Lesson Plan

6. Assessment: Are we right to remember the Vikings as raiders?

HIS-51-06

Intent

Lesson Outcomes

  • Understand the difference between raiding, invading, and settling
  • Explain how evidence about the Vikings demonstrates they were raiders or settlers
  • Analyse and respond to historical arguments about the Vikings

National Curriculum

  • Pupils should be taught about the Viking and Anglo-Saxon struggle for the Kingdom of England up to the time of Edward the Confessor
  • Pupils should develop the appropriate use of historical terms
  • Pupils should construct informed responses that involve thoughtful selection and organisation of relevant historical information
  • Pupils should understand how our knowledge of the past is constructed from a range of sources

Resources

Resources: Pens and pencils

Support Handout (1): A structured handout for children to write their argument on, with a word bank to support.
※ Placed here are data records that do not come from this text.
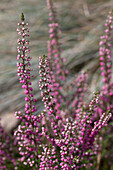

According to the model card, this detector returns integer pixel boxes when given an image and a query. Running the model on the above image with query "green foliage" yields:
[21,13,25,21]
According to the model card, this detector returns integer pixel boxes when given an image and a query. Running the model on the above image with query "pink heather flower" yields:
[99,41,104,45]
[24,90,29,94]
[105,29,109,33]
[25,97,29,101]
[30,93,34,97]
[50,33,54,38]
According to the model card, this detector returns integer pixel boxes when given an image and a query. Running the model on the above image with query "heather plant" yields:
[98,11,113,116]
[0,0,113,169]
[47,0,69,117]
[96,11,113,168]
[0,120,17,169]
[46,0,88,119]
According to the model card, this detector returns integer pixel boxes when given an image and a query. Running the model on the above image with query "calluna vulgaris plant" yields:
[0,0,113,169]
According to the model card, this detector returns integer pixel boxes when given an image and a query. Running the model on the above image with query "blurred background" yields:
[0,0,113,132]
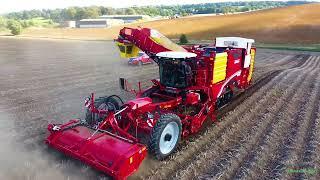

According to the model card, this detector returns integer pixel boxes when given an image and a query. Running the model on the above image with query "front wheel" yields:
[149,113,182,160]
[85,96,122,125]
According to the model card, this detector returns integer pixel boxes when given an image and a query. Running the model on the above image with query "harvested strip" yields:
[241,57,320,180]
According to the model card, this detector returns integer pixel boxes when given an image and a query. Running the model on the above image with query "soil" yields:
[0,37,319,179]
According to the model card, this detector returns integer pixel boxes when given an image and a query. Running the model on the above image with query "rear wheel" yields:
[85,96,122,125]
[149,113,182,160]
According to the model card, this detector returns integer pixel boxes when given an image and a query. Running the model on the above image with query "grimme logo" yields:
[286,164,318,175]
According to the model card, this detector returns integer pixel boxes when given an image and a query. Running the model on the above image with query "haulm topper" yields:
[46,27,256,179]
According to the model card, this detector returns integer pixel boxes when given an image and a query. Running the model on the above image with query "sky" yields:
[0,0,317,14]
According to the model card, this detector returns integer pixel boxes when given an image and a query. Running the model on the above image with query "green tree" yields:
[125,8,136,15]
[2,1,310,22]
[222,6,231,14]
[19,20,29,28]
[47,19,54,25]
[0,16,7,29]
[103,7,116,15]
[66,7,77,20]
[7,20,22,35]
[50,9,63,22]
[75,8,86,20]
[84,7,100,18]
[28,19,35,26]
[240,7,250,12]
[115,9,125,15]
[22,10,31,19]
[179,34,188,44]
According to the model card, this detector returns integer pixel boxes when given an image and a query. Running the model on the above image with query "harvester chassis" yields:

Core Handout (2): A structured handout for children to write their argument on. 

Stretch Handout (3): A handout for children to write their argument on, without a given structure.

Rocket words

  • raider
  • settler
  • evidence
  • justify
  • argument

Implementation

Starter

Using the starter slides, ask the children if they feel it is correct to say that the Vikings left England in 1066. Discuss the idea that Viking history is a part of English history, and that many Norse people settled and stayed in England, even if they no longer called themselves Norse. There is an opportunity here to research larger Viking settlements, such as York, and explore the legacy the Vikings left behind in place names.

Main Teaching

Using the presentation slides, recap what the children have learned so far and ask them to consider whether this information shows the Vikings as raiders and invaders, or as settlers. Ask the children to look at their drawings of a Viking from Lesson 1. How accurate do they feel these are now? Why do they think that? What would they now change?

Mission Assignment

Using the handout, ask the children to write a structured argument to the question, ‘Are we right to remember the Vikings as raiders?’. They can take either position (yes or no), but they need to explain their view with evidence. 

Challenge Task: Ask the children to prepare questions they could ask the other side of the debate to challenge them. An example would be, ‘If the longships were designed to be for trading and exploring, why did they have a scary figurehead on the front?‘

Impact & Assessment Opportunities

Plenary

Ask the children to debate with each other, either in small groups or as a whole class, using their written arguments to support their discussion.

Teacher Mastery

Vikings are often remembered as raiders and invaders, but their lives were much more complex. They travelled to raid towns and monasteries, but they also traded goods, explored new lands, and settled in places such as the Danelaw in England. Most Norse people spent their time farming, crafting, and living in small communities, only going on raids for part of the year. They had longhouses for homes, used runes for writing, and worshipped a wide range of gods, including Odin and Thor, while navigating a world structured around the nine worlds of Yggdrasil. Looking back at drawings of Vikings from Lesson 1, pupils can reflect on how accurate their images were. Many early impressions focus on weapons and fighting, but understanding their daily life, beliefs, and skills may inspire changes to show Vikings as settlers as well as raiders, balancing their roles as warriors, traders, explorers, and community members.